In his comment the Sol-Gen asserted that the alleged violation of the equal protection
clause, the sugar planters have failed to show that they belong to a different class and should be
differently treated. The Comment also suggests the possibility of Congress first distributing public
agricultural lands and scheduling the expropriation of private agricultural lands later. From this
viewpoint, the petition for prohibition would be premature.
ISSUE:
Whether or not there was a violation of the equal protection clause.
HELD:
The SC ruled affirming the Sol-Gen. The argument of the small farmers that they have
been denied equal protection because of the absence of retention limits has also become academic
under Sec 6 of RA 6657. Significantly, they too have not questioned the area of such limits. There is
also the complaint that they should not be made to share the burden of agrarian reform, an objection
also made by the sugar planters on the ground that they belong to a particular class with particular
interests of their own. However, no evidence has been submitted to the Court that the requisites of a
valid classification have been violated.
Classification has been defined as the grouping of persons or things similar to each other in certain
particulars and different from each other in these same particulars. To be valid, it must conform to the
following requirements:
(1) it must be based on substantial distinctions;
(2) it must be germane to the purposes of the law;
(3) it must not be limited to existing conditions only; and
(4) it must apply equally to all the members of the class.

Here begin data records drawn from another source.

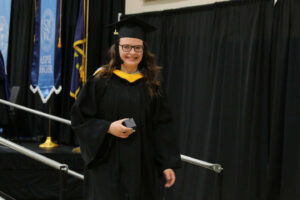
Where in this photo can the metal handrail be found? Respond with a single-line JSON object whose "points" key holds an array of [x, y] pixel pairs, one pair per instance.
{"points": [[211, 166], [40, 158]]}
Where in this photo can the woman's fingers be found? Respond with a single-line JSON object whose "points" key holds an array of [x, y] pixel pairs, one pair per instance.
{"points": [[119, 130], [170, 177]]}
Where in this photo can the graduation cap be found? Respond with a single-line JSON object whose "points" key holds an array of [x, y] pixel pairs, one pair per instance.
{"points": [[132, 27]]}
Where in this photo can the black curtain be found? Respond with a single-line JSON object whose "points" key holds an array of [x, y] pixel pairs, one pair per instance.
{"points": [[216, 61], [231, 71], [284, 167], [32, 127]]}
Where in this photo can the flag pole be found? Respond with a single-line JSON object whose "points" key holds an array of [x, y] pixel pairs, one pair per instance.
{"points": [[86, 37], [86, 31]]}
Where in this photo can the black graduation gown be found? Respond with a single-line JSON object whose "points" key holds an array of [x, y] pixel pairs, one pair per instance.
{"points": [[130, 168]]}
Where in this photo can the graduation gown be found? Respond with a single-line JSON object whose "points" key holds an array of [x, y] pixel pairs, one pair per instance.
{"points": [[131, 168]]}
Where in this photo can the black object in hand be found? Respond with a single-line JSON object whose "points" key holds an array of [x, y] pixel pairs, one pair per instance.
{"points": [[129, 123]]}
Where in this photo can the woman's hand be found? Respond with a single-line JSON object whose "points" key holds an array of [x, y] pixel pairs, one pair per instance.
{"points": [[119, 130], [169, 175]]}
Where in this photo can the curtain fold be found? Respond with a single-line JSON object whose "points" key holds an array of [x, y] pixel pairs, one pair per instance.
{"points": [[284, 167], [231, 72], [216, 61]]}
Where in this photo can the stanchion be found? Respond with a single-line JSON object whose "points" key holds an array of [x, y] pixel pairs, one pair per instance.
{"points": [[48, 143], [62, 181]]}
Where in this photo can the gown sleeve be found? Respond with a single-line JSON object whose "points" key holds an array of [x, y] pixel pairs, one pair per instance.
{"points": [[90, 129], [166, 140]]}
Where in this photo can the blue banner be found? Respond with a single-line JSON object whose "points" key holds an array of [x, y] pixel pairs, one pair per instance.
{"points": [[78, 73], [5, 7], [46, 65], [4, 76]]}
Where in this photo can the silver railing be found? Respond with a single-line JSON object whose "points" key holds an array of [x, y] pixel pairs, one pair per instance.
{"points": [[211, 166], [40, 158]]}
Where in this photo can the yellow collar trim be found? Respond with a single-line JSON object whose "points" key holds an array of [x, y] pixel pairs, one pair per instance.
{"points": [[129, 77]]}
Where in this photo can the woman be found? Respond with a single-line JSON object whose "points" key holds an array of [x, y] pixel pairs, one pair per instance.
{"points": [[123, 163]]}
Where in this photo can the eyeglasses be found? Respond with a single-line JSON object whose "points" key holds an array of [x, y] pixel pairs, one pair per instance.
{"points": [[127, 48]]}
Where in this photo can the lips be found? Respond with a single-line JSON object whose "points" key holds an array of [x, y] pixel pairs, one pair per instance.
{"points": [[131, 58]]}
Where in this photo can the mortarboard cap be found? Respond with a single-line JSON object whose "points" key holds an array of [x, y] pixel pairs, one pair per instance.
{"points": [[132, 27]]}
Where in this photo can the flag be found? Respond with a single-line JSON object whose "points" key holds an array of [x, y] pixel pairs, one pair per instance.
{"points": [[79, 68], [46, 64], [5, 7], [3, 77]]}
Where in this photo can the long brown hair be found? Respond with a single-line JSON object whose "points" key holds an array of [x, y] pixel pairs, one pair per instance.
{"points": [[147, 67]]}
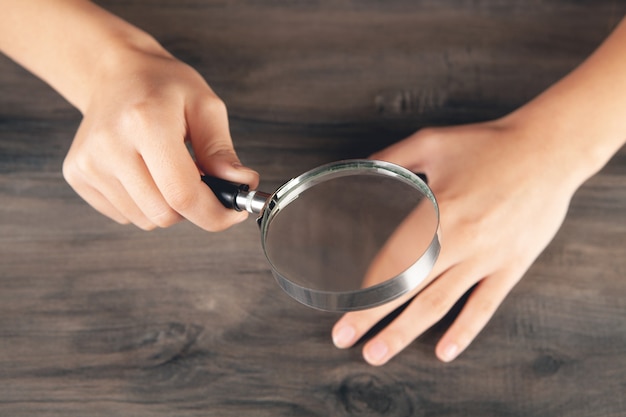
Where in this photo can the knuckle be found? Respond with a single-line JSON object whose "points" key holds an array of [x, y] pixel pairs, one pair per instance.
{"points": [[165, 218], [179, 198], [216, 106]]}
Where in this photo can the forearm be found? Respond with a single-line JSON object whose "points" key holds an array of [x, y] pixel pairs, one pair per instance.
{"points": [[583, 116], [67, 42]]}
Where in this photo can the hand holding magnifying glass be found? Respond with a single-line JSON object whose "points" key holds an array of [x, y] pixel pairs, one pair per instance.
{"points": [[321, 231]]}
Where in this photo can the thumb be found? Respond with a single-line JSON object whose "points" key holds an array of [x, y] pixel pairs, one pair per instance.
{"points": [[212, 145]]}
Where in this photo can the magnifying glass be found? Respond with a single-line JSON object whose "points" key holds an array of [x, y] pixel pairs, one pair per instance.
{"points": [[326, 232]]}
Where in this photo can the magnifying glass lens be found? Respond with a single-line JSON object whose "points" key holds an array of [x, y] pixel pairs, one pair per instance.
{"points": [[332, 236]]}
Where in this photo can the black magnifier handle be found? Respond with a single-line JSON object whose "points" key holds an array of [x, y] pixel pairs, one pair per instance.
{"points": [[236, 196]]}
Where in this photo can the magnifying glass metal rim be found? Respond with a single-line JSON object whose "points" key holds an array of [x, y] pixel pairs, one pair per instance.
{"points": [[368, 297]]}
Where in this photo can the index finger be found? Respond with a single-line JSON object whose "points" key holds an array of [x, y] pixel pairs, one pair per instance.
{"points": [[177, 177]]}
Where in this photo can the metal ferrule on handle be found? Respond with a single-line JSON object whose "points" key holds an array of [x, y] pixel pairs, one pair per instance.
{"points": [[251, 201]]}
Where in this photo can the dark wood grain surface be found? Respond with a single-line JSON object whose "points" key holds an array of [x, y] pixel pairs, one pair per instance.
{"points": [[98, 319]]}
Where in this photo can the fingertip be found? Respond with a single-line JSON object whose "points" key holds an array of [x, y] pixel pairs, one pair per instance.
{"points": [[447, 352], [344, 336], [376, 353]]}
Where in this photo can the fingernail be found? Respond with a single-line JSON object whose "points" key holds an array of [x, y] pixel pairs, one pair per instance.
{"points": [[343, 337], [376, 352], [450, 352]]}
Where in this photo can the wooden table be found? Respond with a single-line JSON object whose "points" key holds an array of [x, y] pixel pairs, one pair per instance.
{"points": [[98, 319]]}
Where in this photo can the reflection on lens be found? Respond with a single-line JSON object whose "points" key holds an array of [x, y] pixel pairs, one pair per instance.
{"points": [[330, 236]]}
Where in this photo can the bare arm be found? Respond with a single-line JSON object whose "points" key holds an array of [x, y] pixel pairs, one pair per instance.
{"points": [[139, 105], [504, 188]]}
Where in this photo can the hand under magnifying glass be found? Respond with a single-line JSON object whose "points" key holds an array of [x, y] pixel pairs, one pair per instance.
{"points": [[325, 232]]}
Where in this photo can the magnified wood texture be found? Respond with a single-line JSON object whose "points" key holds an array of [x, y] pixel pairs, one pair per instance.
{"points": [[98, 319]]}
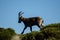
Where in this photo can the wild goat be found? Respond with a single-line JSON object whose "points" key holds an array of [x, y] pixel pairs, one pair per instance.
{"points": [[29, 22]]}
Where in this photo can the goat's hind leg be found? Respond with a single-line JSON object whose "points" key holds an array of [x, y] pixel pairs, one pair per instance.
{"points": [[23, 30]]}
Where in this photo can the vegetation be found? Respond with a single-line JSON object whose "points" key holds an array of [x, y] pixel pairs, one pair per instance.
{"points": [[6, 34], [49, 32]]}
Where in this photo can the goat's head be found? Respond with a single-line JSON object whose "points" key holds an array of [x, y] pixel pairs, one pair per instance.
{"points": [[20, 17]]}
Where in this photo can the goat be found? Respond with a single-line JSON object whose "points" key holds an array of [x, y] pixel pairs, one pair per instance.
{"points": [[29, 22]]}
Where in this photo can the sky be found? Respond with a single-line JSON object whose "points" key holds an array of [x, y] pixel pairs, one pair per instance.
{"points": [[48, 10]]}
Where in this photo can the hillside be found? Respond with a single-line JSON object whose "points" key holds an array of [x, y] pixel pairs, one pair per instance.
{"points": [[49, 32]]}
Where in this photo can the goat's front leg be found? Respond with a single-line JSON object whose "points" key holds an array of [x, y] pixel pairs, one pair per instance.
{"points": [[23, 30], [31, 29]]}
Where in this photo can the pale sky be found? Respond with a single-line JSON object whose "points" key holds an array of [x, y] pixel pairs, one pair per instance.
{"points": [[49, 10]]}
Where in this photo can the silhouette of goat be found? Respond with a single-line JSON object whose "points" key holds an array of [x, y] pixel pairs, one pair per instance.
{"points": [[29, 22]]}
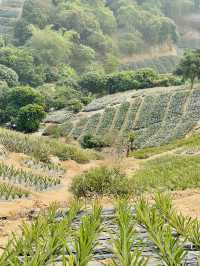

The Court finds that all these requisites have been met by the measures here challenged
as arbitrary and discriminatory.
Equal protection simply means that all persons or things similarly situated must be
treated alike both as to the rights conferred and the liabilities imposed. The petitioners have not shown
that they belong to a different class and entitled to a different treatment. The argument that not only
landowners but also owners of other properties must be made to share the burden of implementing
land reform must be rejected. There is a substantial distinction between these two classes of owners
that is clearly visible except to those who will not see. There is no need to elaborate on this matter. In
any event, the Congress is allowed a wide leeway in providing for a valid classification. Its decision is
accorded recognition and respect by the courts of justice except only where its discretion is abused to
the detriment of the Bill of Rights.